The story of the 'Silent Twins' fascinated me as soon as I came across it, probably through one of the Sunday Times pieces on the topic by journalist Marjorie Wallace. Her luxuriously long and detailed accounts were expanded into her first book on the twins. Their unresolved story continued, and a new updated version of her book, The Silent Twins, has just been published by Vintage (£6.99). The tale has not lost its capacity to shock.
June and Jennifer Gibbons, identical twins, were born into a black family in Wales in the early 1960s. Although clearly highly intelligent, from the age of three they refused to talk to their parents, older siblings, or anyone else. A younger sister came along, Rosie, who was the only person they would condescend to communicate with - for a time. They spoke to each other in what sounded like a made-up language. Rejected by, and rejecting the outside world, by the age of 16 they were living on benefits, spending most of the day cooped up in the bedroom and writing obsessively. They wouldn't eat with the family, or share their rich fantasy life.
When puberty struck with a vengeance, they began to leave their safe haven more and more frequently, to pursue boys, or rather stalk them. They fell in with a tough crew of brothers who introduced them to sex, drugs and alcohol. Seeing themselves as special, determined to make the world notice them, they embarked on a crime spree of theft and arson. (Before reading this book, I hadn't realised how serious their crimes were - they weren't mucking about.) The court case made headliines all over Britain. Still teenagers, and immature at that, they were deemed to be psychopaths and given a 12-year sentence to be served at Broadmoor. With this they lost all dignity and privacy; it's truly painful to read their diary accounts of, for example, their sexual experiences, frustrations and longings.
The great value and interest of Wallace's book lies in showing what happens after a court case and sentencing, after the public forgets the story. The twins weren't prepared for Broadmoor nor it for them. They had been left to their own devices by their parents, and by teachers, who all assumed they would 'grow out of it'. Psychiatric professionals were no more enlightened. Wallace followed the case and befriended these two weird girls.
Mining their diaries for clues, Wallace looked for explanations. What began as a childish game very quickly got out of hand. June writes about being in the grip of her sister's dominance, longing to connect with her family, feeling the world passing her by, but all the time unable to raise or eyes or speak until given the 'secret signal' by her twin. Obsessively they wrote in their diaries about their mutual dependence, love and hate.
The very few pictures of them showing any emotion show them to have been attractive little girls, but in most pictures they seem sulky, surly, deliberately obstructive. A telling family photograph is reproduced in the book, showing their elder sister's wedding.

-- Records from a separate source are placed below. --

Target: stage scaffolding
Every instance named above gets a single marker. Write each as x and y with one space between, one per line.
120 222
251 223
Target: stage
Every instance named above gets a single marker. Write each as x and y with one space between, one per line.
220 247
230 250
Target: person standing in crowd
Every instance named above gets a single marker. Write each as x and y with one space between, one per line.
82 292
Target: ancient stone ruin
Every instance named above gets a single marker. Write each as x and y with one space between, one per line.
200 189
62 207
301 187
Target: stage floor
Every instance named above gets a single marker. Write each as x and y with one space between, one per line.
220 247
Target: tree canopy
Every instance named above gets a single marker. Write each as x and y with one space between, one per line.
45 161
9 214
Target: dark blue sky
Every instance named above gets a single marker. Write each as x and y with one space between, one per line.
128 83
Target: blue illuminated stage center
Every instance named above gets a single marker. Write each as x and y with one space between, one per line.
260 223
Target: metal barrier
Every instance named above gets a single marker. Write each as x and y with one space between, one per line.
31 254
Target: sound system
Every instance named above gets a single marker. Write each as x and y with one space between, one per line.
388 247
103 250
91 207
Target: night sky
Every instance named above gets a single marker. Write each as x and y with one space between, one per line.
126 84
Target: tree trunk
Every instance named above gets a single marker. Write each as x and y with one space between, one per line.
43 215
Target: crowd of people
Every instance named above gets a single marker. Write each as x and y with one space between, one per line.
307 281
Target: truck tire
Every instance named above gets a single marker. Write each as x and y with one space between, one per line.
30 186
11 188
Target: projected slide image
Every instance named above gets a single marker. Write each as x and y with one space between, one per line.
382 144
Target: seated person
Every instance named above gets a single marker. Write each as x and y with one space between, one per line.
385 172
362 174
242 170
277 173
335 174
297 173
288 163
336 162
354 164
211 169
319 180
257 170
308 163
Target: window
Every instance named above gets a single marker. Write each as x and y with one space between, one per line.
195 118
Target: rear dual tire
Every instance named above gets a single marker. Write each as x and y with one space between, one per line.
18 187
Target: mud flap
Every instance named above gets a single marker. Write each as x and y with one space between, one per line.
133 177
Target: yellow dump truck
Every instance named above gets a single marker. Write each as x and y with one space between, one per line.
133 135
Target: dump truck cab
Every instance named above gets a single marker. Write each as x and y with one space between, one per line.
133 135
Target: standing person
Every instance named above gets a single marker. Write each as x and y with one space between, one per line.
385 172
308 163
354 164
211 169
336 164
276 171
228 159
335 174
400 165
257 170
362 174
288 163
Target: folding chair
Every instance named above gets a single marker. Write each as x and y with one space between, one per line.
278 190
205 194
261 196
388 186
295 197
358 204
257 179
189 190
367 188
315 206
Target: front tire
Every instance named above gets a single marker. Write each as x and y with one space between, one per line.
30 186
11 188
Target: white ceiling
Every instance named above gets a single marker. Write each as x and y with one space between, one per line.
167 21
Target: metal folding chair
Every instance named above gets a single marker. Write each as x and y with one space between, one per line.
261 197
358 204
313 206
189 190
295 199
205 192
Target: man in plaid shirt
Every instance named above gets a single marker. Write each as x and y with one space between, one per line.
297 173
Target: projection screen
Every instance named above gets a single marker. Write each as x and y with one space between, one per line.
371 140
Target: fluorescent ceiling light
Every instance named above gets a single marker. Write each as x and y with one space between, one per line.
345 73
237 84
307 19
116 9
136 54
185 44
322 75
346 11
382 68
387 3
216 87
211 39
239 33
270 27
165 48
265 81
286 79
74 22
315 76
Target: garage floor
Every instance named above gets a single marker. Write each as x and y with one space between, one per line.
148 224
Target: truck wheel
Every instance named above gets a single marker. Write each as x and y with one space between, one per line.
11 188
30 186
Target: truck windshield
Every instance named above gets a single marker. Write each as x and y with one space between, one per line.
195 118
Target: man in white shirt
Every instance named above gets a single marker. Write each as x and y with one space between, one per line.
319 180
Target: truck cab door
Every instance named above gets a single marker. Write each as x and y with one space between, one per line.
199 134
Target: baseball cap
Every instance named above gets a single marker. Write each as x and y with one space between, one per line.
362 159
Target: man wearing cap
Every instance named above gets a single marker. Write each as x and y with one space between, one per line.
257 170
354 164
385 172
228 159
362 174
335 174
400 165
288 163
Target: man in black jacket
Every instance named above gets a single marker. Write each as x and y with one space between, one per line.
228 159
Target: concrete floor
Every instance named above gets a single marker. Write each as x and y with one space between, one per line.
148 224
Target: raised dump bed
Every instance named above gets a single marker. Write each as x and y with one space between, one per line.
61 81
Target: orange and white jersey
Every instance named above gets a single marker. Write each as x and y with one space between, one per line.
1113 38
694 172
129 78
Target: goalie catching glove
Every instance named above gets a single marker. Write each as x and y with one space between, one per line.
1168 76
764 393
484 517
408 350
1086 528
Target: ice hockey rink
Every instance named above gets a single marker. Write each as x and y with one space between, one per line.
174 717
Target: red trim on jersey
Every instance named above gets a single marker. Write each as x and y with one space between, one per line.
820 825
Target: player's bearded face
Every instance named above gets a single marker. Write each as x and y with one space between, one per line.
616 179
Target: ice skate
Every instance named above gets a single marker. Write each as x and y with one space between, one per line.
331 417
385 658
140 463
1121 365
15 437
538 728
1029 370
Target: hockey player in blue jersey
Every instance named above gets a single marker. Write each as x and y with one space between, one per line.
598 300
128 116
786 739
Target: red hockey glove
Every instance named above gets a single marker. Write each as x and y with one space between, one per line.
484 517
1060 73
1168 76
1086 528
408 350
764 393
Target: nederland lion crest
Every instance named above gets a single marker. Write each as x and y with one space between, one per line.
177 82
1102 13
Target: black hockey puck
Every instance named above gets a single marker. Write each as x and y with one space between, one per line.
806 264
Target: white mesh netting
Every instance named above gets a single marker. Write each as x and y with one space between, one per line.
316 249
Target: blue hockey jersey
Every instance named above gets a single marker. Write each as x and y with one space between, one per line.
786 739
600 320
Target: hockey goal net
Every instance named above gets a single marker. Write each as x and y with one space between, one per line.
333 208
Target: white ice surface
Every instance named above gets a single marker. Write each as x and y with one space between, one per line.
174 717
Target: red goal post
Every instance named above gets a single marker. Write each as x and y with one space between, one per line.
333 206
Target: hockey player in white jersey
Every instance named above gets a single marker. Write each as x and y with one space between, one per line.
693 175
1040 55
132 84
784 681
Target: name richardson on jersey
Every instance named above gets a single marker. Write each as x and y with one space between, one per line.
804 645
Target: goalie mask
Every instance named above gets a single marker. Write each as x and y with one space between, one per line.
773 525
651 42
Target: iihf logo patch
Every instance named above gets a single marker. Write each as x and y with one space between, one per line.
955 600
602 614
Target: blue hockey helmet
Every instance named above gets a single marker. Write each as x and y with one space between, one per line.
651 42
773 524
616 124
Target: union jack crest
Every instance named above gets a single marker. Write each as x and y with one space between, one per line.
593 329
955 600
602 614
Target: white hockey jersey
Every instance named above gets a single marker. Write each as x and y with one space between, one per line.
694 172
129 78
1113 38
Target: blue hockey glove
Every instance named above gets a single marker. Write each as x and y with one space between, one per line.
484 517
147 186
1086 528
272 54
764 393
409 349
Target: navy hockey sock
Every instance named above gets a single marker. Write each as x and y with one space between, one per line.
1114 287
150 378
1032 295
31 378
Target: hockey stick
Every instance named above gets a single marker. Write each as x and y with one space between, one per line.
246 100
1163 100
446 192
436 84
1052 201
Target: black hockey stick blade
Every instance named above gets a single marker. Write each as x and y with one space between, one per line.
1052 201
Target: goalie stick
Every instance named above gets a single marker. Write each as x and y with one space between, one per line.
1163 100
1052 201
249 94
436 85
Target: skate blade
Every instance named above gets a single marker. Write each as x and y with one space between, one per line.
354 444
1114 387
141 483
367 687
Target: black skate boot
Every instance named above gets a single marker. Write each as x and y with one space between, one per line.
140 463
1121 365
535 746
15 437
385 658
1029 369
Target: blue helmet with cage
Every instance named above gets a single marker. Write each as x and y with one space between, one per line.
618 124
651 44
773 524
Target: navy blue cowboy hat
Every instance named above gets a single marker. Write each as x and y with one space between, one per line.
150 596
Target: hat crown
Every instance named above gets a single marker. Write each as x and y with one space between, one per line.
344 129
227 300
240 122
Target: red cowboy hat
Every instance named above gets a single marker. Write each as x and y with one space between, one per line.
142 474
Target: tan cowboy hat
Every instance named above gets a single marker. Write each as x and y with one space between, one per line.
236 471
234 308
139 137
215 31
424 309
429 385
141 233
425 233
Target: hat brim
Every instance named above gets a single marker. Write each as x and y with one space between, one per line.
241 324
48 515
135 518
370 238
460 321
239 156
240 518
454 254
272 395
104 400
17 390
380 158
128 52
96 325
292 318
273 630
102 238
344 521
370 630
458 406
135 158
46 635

It's a conventional line-up of bride, groom, and bride's family, but to the right of the group is a strange sight: two identically dressed and posed young girls, chubby-faced, eyes downcast, hands hanging strangely in front of their thighs. For the whole of the celebrations they apparently stood stiffly like this, refusing to acknowledge anyone.
What always fascinated me most about them was their aspiration to be published novelists. June wrote and self-published 'Pepsi-Cola Addict', and Jennifer wrote 'Discomania', 'The Pugilist' and 'Taxi-Driver's Son' (if nothing else, they had a great knack for titles). But how, I wondered, could you possibly cut yourself off from the world and other people, and expect to write novels - that most generous and humanist of art-forms? You could work on mathematical formulae, write music, paint or solve chess problems; but surely not write publishable novels. They had imagination, a certain self-insight and superlative verbal skills. But could that be enough?
The Brontes are most often invoked in the case of the Silent Twins, as a group of lonely sibliings who were similarly absorbed in their private fantasy worlds. But there's no real analogy. Most biographers have now refuted the notion that Haworth was a dreary backwater and the Bronte children were devoid of intellectual and societal stimulus. And they were anything but silent. Wallace remains convinced that the girls were geniuses.
As to how the whole tragic story plays out, I'll leave it to you to read the book. It's thoroughly gripping and has been endorsed by Oliver Sacks. You only wish that Supernanny had been around when they were three years old. If their funny games had been nipped in the bud, the outcome might have been very different.